Deduplication similarly improves out-of-distribution accuracy.
It’s not always better, but it usually helps even when pretraining for less time.
As evaluated on C4, their method does better than randomly removing data and perhaps better than a recent alternative deduplication method.
Lastly, their method is insensitive to its main hyperparameters. First, the number of k-means clusters you use doesn’t have much effect as long as it’s high enough.
Second, it doesn’t matter much which pretrained model you use to generate embeddings.
And third, how you choose which sample to keep among a set of duplicates is unimportant.
Strong empirical work with a ton of practical implications. It’s not that surprising that deduplication helps—especially given the results in similar work—but it’s great to have this finding reproduced. Plus it’s always nice to see a simple, reliable method that one could use in practice.

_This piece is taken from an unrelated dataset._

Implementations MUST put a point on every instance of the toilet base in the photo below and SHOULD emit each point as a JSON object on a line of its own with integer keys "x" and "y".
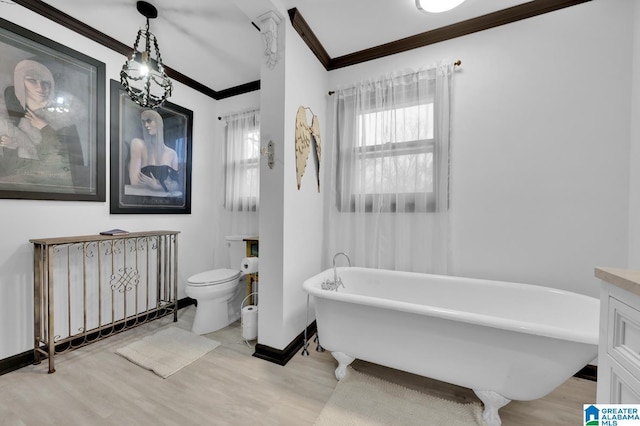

"Recursive self-improvement is picking up steam." This is not recursive self-improvement. This is instead trying to make an LLM self-consistent (when applied to generate feedback for itself) or to make two LLMs mutually consistent (when applied to generate feedback for each other). The effect is similar to message passing in probabilistic reasoning: we are trying to get the various parts of the network to agree with each other about the generated outputs. This will not lead to a "takeoff".